Güney Mesarya’da “Yazıyor, yazıyor.”

Cenk Mutluyakalı

Tüm muhteşem hikayeler iki şekilde başlar: Ya bir insan yolculuğa çıkar, ya da şehre bir yabancı gelir” der Tolstoy.

Sistem ve organizasyon başarıyı getirir, kurumlar önemlidir, takım çalışması kazandırır; yine de insandır farkı yaratan, tutkusuyla, bilgisiyle, adanmışlığıyla, iddiasıyla, aşkıyla, insan…
Tek bir insan güzelleştirir bazen…
Tıpkı kirlettiği, çirkinleştirdiği, batırdığı gibi…

***

Beyarmudu’nun “yolcusu” sanatçı, özel yetenek İzel Seylani oldu. Kasabaya bir “yabancı” geldi ve ortaya sanat çıktı, tiyatro çıktı, kültür ve üretim çıktı.
 

Tam da o gece…
Hani eskisinden devşirme yeni hükümete “güven oyu” verilmeyeceği açıklanan saatlerde biz Güney Mesarya Halk Tiyatrosu’nun yeni oyunu “Kartal Yuvası”nı izlemeye gitmiştik. O gece Osmanlı İdaresi’nde ada (!)

 

Güney Mesarya Sosyal Tesisleri’nde üç yüzden fazla seyirci vardı ve girişteki kız, “bilet kalmadı” demişti. Neyse ki, bir başka özel yetenek Hatice Tezcan’ın kontenjanından salona girebildik!

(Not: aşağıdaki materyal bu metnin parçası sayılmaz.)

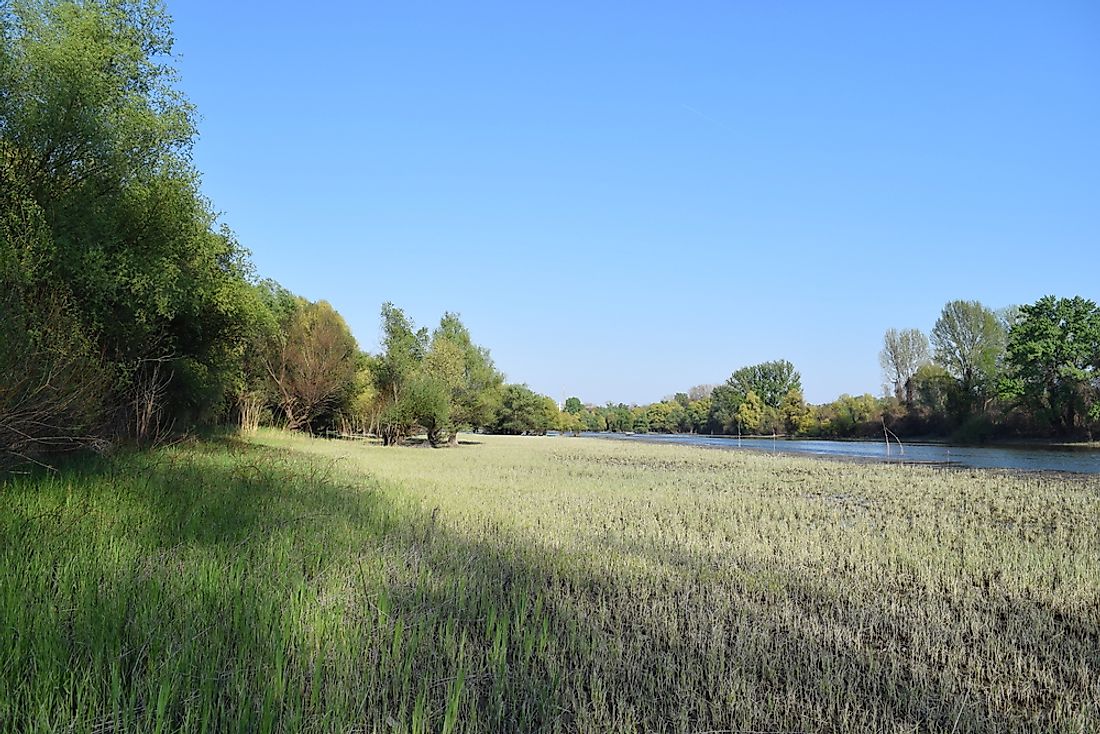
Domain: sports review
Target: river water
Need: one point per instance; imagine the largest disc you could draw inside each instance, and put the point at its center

Beyarmudu ve çevre köylerden gelenler salonu doldurdu. Yaşlı genç, kadın erkek, çoluk çocuk onca insanı o salona çekmek başlıbaşına muhteşem bir hikaye aslında…

 

Düşünsenize kasabanın tamamı o gece tiyatro izliyor.

***

Kalabalıktı sahne… Oyuncuların tümü amatör, oyun da gelensel olunca bir saat boyunca eğlendik, gülümsedik, siyasi kaosu ve demokrasi utancını unuttuk.
 

Yetenekli bizim insanlarımız… Yaratıcı, esprili, tutkulu… Ne güzel bir geceydi, ne içten oynadılar. Tümü heyecanlı ve doğal…
 

Bir isim vardı, başrol gibi oynadı, Hasan Önsoy, ayrıca not düşmek istedim. Hem çok yetenekli ve başarılı, hem de sempatik… Tam da ortaoyuncusu tadında, doğaçlamaları ve enerjisiyle iz bıraktı. Kimi profesyonel oyuncuları dahi kıskandıracak bir performans koydu ortaya….
 

Bir de Barış!
Elinde gazete, “yazıyor yazıyor” diye sahneye giren, adı kadar güzel çocuk. Umarım bu alanda eğitim yapar, büyük oyunlarda izleriz onu…

Bir gün “yazıyor yazıyor” diye, adaya, adını haykırır.